Senza una classe padronale ad impedire la cessazione di attività non essenziali, non avremmo nessun sabotaggio dello sforzo collettivo, né profittatori della crisi (un terzo dei dipendenti dichiarati in disoccupazione parziale ha infatti lavorato mentre i loro capi intascavano aiuti pubblici).
Se l’alloggio non fosse una merce ma un servizio pubblico, allora verrebbe assegnato in base alle dimensioni della famiglia ed alla vicinanza al lavoro. Ciò implicherebbe confinamenti in spazi molto meno sovraffollati e, per chi deve lavorare, viaggi più brevi e quindi meno rischiosi.
Combattere il virus. Un centinaio di programmi stanno lavorando separatamente per un vaccino contro il coronavirus. Se l’industria farmaceutica fosse socializzata, la cooperazione sostituirebbe la concorrenza. I medicinali non sarebbero più una merce brevettata ma un bene comune prodotto secondo la sua utilità sociale. La ricerca potrebbe quindi essere orientata a lungo termine, invece di concentrarsi sullo sfruttamento di segmenti redditizi. Questo renderebbe molto più veloce trovare una cura.
Gli Interrogativi
Velocità di decisione? Se, per fermare un’epidemia è necessario passare a misure di contenimento drastiche (quarantena, reclusione, sospensione degli spostamenti, ecc.) la questione di quando queste vengono decise è cruciale. Ogni giorno perso può avere gravi conseguenze. La difficoltà, dal punto di vista democratico, è che vanno decretate con sufficiente anticipo, cioè in una fase in cui la crisi non è ancora percepibile dalla maggioranza e quindi dove la popolazione dovrebbe fidarsi di un organismo di sorveglianza epidemiologico autorizzato a emettere l’allerta.
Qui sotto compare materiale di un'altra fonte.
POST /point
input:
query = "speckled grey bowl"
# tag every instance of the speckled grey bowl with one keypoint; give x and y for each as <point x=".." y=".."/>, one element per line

In una società federalista ed autogestionaria come verrebbe accolta questa segnalazione? Con attenzione, indifferenza, sospetto? Gli organi incaricati a livello regionale o federale avrebbero l’autorità morale necessaria per decretarne il contenimento sulla base di un’allerta scientifica, senza che questo sia preventivamente approvato dalla popolazione? Cosa accadrebbe se la popolazione fosse divisa, una parte scegliendo la disciplina ed un’altra la scelta opposta? Dovrebbero esserci misure coercitive? In effetti, il contenimento è, come la vaccinazione, una misura di protezione collettiva, che ha senso solo se applicata collettivamente.
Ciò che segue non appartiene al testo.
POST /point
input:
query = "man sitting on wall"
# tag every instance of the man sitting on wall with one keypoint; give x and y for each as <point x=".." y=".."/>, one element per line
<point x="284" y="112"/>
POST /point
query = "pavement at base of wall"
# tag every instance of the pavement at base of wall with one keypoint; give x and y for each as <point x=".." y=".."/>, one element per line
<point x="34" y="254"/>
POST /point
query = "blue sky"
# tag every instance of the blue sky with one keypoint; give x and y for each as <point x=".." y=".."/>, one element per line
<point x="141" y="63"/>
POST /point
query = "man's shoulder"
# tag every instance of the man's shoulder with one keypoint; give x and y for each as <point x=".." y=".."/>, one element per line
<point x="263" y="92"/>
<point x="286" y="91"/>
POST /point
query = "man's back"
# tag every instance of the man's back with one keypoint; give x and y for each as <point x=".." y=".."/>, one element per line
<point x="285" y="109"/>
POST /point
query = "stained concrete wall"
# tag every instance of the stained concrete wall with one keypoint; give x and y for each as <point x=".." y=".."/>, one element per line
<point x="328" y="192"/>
La giusta scala decisionale? Più in generale, in una società federalista, si porrebbe la questione del livello territoriale che dovrebbe decretare queste misure. Se, ad esempio, la maggior parte delle regioni seguisse le raccomandazioni dell’organismo di vigilanza epidemiologica, ma una o due regioni, per motivi particolari, si prendessero il tempo di pensare? Il livello federale sembrerebbe a priori più adatto a garantire una protezione collettiva coerente ma non è nemmeno lui infallibile.
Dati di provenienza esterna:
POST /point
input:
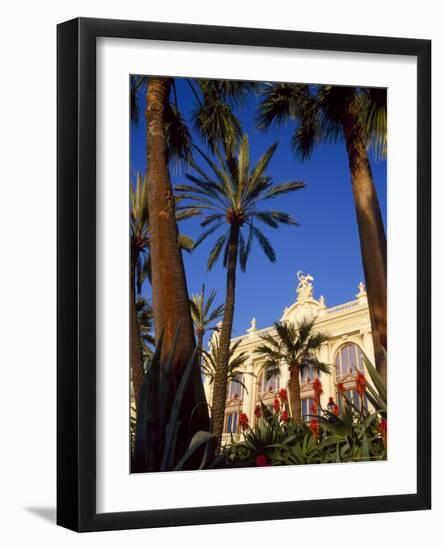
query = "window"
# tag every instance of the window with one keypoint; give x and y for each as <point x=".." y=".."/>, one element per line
<point x="306" y="407"/>
<point x="353" y="396"/>
<point x="235" y="390"/>
<point x="268" y="384"/>
<point x="308" y="374"/>
<point x="231" y="423"/>
<point x="348" y="360"/>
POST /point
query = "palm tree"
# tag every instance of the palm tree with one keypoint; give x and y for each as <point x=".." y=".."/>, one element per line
<point x="140" y="257"/>
<point x="167" y="136"/>
<point x="231" y="196"/>
<point x="145" y="322"/>
<point x="203" y="316"/>
<point x="236" y="362"/>
<point x="139" y="261"/>
<point x="293" y="346"/>
<point x="359" y="117"/>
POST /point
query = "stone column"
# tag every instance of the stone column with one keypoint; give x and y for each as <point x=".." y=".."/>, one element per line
<point x="248" y="397"/>
<point x="326" y="379"/>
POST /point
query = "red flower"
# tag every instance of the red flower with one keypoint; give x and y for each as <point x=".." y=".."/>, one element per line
<point x="382" y="427"/>
<point x="276" y="405"/>
<point x="314" y="427"/>
<point x="283" y="395"/>
<point x="317" y="389"/>
<point x="361" y="384"/>
<point x="243" y="421"/>
<point x="261" y="460"/>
Il rapporto con la scienza? Queste domande sollevano più in generale la questione del rapporto che la società può avere con l’autorità scientifica. I comunisti libertari non vogliono un governo od anche un autogoverno basato sulla cosiddetta autorità scientifica. La scienza deve poter essere discussa, dibattuta. Qualsiasi opinione espressa contro la scienza, negazione e cospirazione dovrebbe essere circoscritta non dal divieto legale, ovviamente, ma da argomentazioni razionali e consenso scientifico.
Tuttavia, è ragionevole pensare che, in una società libera dalle lobby capitaliste, gli scienziati non possano essere sospettati di servire interessi speciali. Priva di una base materiale, il complottismo verrebbe meno. Gli allarmi emessi da un organismo di sorveglianza epidemiologica potrebbero essere ricevuti con fiducia e l’autodisciplina della popolazione sarebbe ancora più forte di quanto si può osservare durante l’attuale crisi.